I wondered into another world when I opened my grandmother’s diary. She began her diary just after she lost her first born son, had my father and was pregnant with her third son. I have a picture of her pregnant with her first son. In the early 1900s, there aren’t many pictures of pregnant ladies, which make it all the more precious to me. She looked young and charming.
She lived in a very small town in central Illinois. Her days were filled with housekeeping, walking downtown to shop, and visiting friends and family. The beginning page talks about Thanksgiving at her mothers. The meal served consisted of chix (chicken), oyster dressing, cranberry sauce, celery, pumpkin and mince pies, and lots of good things.
She raised chickens and ironed for people for extra money. Her husband had a grocery store. She talks about how lazy she is because there are days she just doesn’t want to do the housework. She does manage to get it done, but she was very pregnant during the hottest part of the summer. She visits her mother often.
She talks about her sisters and how they visit back and forth all the time. They eat Sunday dinners at each other’s house, or at their mother’s house. They get together with the husbands on weekends once in awhile and play cards together. The little ones were asleep in the bedroom. I don’t remember seeing the word babysitter. If someone needs help, they all pitch in together.
She belonged to several local clubs over the years. Once when her children were still small, she was in a hurry getting ready to go to meeting, and the baby falls off the bed where she had put him. She picks him up, looks him over, decides he is all right and goes off to meeting. Then in 1930, she was made President of the Patriotic Inst. Louise Fort Council Member 23. In January they all went to the County seat to a tent meeting where Julia Ward Howe came down (from Chicago) and installed the officers. Amazing, I read about Ms. Howe in my history lessons and didn’t know what an important part Ms. Howe played in my grandmother’s life.

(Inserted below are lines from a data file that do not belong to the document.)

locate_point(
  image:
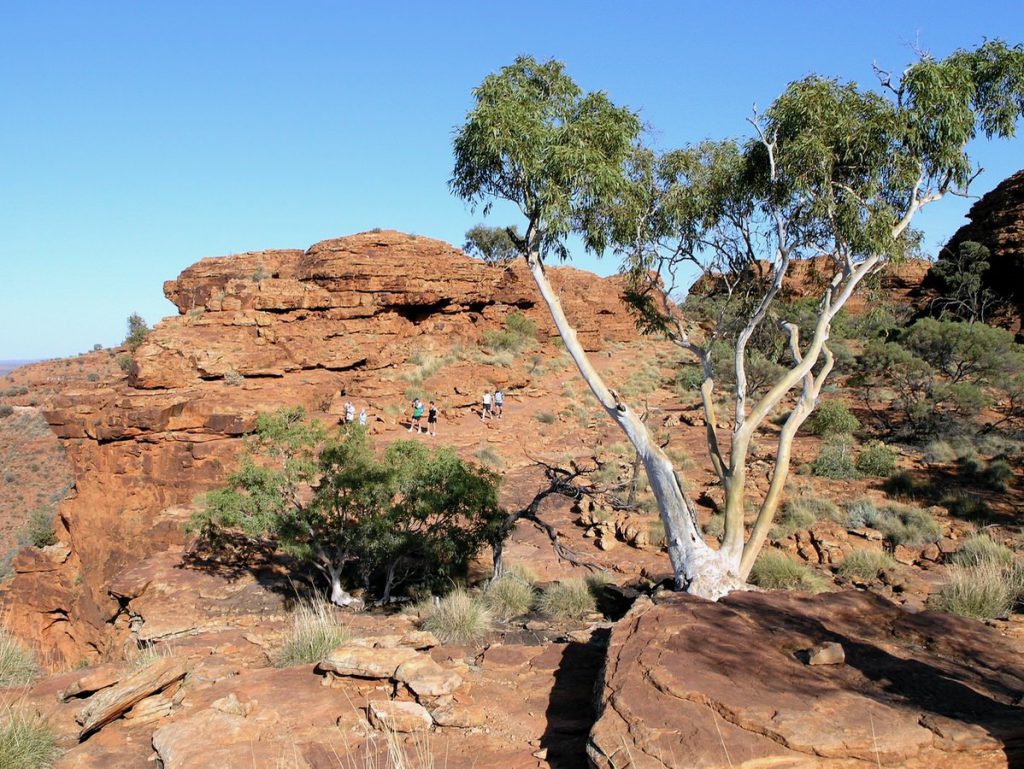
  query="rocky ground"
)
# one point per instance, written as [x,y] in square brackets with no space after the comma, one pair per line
[676,683]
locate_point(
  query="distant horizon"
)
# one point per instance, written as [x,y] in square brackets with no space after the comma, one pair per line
[150,136]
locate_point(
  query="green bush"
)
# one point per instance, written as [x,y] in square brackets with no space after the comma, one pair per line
[901,524]
[459,618]
[775,570]
[137,332]
[833,418]
[940,453]
[866,564]
[510,596]
[40,529]
[17,665]
[878,460]
[983,591]
[26,740]
[570,599]
[313,634]
[981,548]
[800,513]
[968,507]
[835,461]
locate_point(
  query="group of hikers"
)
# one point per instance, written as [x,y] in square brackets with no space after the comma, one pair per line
[349,417]
[494,406]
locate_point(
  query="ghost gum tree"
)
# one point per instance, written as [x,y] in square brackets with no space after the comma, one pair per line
[830,169]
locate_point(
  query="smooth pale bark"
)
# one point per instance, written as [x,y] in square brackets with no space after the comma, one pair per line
[697,567]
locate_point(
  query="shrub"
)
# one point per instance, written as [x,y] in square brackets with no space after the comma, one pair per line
[979,549]
[835,461]
[877,460]
[800,513]
[510,596]
[775,570]
[866,564]
[983,591]
[313,634]
[901,524]
[833,418]
[26,740]
[940,453]
[570,599]
[17,665]
[459,618]
[40,529]
[137,332]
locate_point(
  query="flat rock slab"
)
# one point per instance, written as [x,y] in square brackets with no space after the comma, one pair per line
[725,685]
[400,717]
[426,678]
[109,703]
[367,663]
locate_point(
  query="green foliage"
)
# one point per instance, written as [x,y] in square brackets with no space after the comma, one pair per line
[17,665]
[137,332]
[775,570]
[981,548]
[459,618]
[567,600]
[866,564]
[313,634]
[983,591]
[877,459]
[961,279]
[800,513]
[40,528]
[901,524]
[835,460]
[415,516]
[494,245]
[833,418]
[535,139]
[27,741]
[510,596]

She has a sister-in-law, Susan, nicknamed Bird by her husband. She married well. She has no children. Her husband has nicknamed her “Bird” and they travel all over the country, from California to New England. In the winter they travel to Texas. The cars they drive are of the time, early 1900, and the roads leave much to be desired. However, they have friends all across the country and travel to see them.
My father told me that when he was young he used to visit overnight with his Aunt Bird. One Christmas, she gave him a camera. He took pictures continuously. He and his brother had a grand time with it. I can remember growing up; he has always had a camera in his hands. It is a love and hobby he has never outgrown.
Through her diary I learn about the habits and customs of the day. How they spent their time and what they felt. She tells of the troubles that one of her sisters had with her husband. She had a bad marriage and throughout the diary, it took 10 years for her sister to get a divorce. By that time, she had several children. My grandmother’s marriage wasn’t the best either. She had allowed her emotions to rule her heart and didn’t make a wise choice either. He was a carouser and wasn’t quiet about it. She was very unhappy most of the time, but had loved him intensely. She talks about “fussing” at each other instead of using the words we use today, arguing. He did buy her a car, so she learned to drive and went out and about. The weather was never very cooperative during the winters, but she was able to get around most of the time in it. Her marriage ended when he died at an early age of cancer.
The First World War was happening in the period of time. She lived close enough to downtown that she could hear the bells and whistles at the end of the war, but they went off too soon. It hadn’t ended yet. Then when they went off again a day or two later, it was true. The war really had ended.
I read places in her diary her anguish of her life with a husband who is unfaithful, the sadness of losing her mother-in-law and the care that must be given to her father-in-law. The emotions and troubles that we find ourselves in today don’t seem to be much different than the early 1920s. When we remember our grandmothers, do we realize that they were probably just like we are or do we think they don’t really know what fun is all about. I am amazed at the life she led and how she handled her situations. What an interesting and eye opener, reading my grandmother's diary.